Opposition to the Dakota pipeline grew over the past few months as the Standing Rock tribe said the pipeline endangered its drinking water and sacred sites, and sought to stop it. All major tribes joined the effort, according to Crawford.
The international Waterkeeper Alliance also endorsed the protests and drew support from Alabama. John Wathen, the Hurricane Creekkeeper in Tuscaloosa County, has been part of the protests for many weeks. “John is nationally known for his passion for the earth and his skill as a photographer and writer,” Crawford said. “For a while he was one of the few there who was documenting the protest and able to put it on his blog.”
Eight Waterkeeper Alliance groups are charged with monitoring and protecting Alabama waterways. They are the Black Warrior, Cahaba, Choctawhachee, Coosa, and Tennessee riverkeepers, Little River Waterkeeper, Hurricane Creekkeeper, and Mobile Baykeeper.
Protests against the Sabal Trail project have risen in number recently in Georgia and Florida. Greenlaw’s Poule said, “We have garnered a great deal of support from the Georgia Water Coalition, an alliance of more than 200 organizations,” he said.
While news reports of protests emerge almost daily, nearly all accounts are of individuals or small groups advocating against the pipeline. Grover acknowledged a small number of “slowdowns” in construction because of protests.
“I fully respect protesters’ right to peacefully protest in public spaces if not impeding our work. They are concerned about the environment and the river crossings, and we understand that. But we have our best safety management practices, all approved by the permitting agencies, in place to ensure we’re doing this right.”
Will indigenous tribes in the affected states be factor in protests? Grover thinks Sabal Trail’s inclusion of a tribal monitor in the project indicates how sensitive the corporation is to those issues. “We have been in consultations with the various Native American tribes we identified early on. We have allowed time for them to consult with us and provide comments,” she said.

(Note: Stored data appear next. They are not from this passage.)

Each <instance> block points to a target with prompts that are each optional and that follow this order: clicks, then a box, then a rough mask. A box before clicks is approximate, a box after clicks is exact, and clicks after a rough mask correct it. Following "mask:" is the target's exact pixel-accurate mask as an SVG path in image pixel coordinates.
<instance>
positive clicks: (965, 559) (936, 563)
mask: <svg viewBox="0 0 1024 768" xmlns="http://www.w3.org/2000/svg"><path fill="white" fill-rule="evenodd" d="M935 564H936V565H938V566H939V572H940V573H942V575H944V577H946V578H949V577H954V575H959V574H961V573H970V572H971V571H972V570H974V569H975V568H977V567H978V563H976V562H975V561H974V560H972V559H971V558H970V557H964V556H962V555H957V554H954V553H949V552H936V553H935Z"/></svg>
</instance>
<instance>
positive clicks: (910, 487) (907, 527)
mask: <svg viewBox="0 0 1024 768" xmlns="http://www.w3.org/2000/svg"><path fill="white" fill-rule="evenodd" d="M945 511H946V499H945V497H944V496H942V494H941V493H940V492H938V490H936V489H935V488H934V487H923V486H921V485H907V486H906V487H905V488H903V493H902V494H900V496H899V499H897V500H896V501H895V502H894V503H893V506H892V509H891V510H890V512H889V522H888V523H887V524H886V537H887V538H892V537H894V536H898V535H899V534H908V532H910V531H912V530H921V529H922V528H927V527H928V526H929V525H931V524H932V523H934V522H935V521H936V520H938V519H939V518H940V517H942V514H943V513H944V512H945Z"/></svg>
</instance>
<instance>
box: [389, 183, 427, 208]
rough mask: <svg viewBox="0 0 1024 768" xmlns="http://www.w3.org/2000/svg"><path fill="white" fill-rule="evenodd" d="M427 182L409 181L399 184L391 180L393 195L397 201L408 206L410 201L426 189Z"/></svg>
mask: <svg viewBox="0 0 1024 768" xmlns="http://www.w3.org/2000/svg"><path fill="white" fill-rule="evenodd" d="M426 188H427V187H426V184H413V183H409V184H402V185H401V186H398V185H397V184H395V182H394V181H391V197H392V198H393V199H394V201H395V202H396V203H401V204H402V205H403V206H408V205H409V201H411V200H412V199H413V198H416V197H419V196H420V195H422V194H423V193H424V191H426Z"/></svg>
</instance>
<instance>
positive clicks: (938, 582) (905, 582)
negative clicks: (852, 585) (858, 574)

“The tribal monitor is fully on the project overseeing the work we’re doing. And if they see anything they have concerns with, we have direct dialogue to address anything in real time.”
Veterans are another potential factor going forward. Amid significant publicity, hundreds of veterans joined the Dakota pipeline protests in its late stages, Crawford said, “I was monitoring the protest site by internet and heard veterans planning to leave Standing Rock say they were “heading to the Flint (River).’ Now we have to wait and see if that happens and they do get involved in the Sabal Trail project.”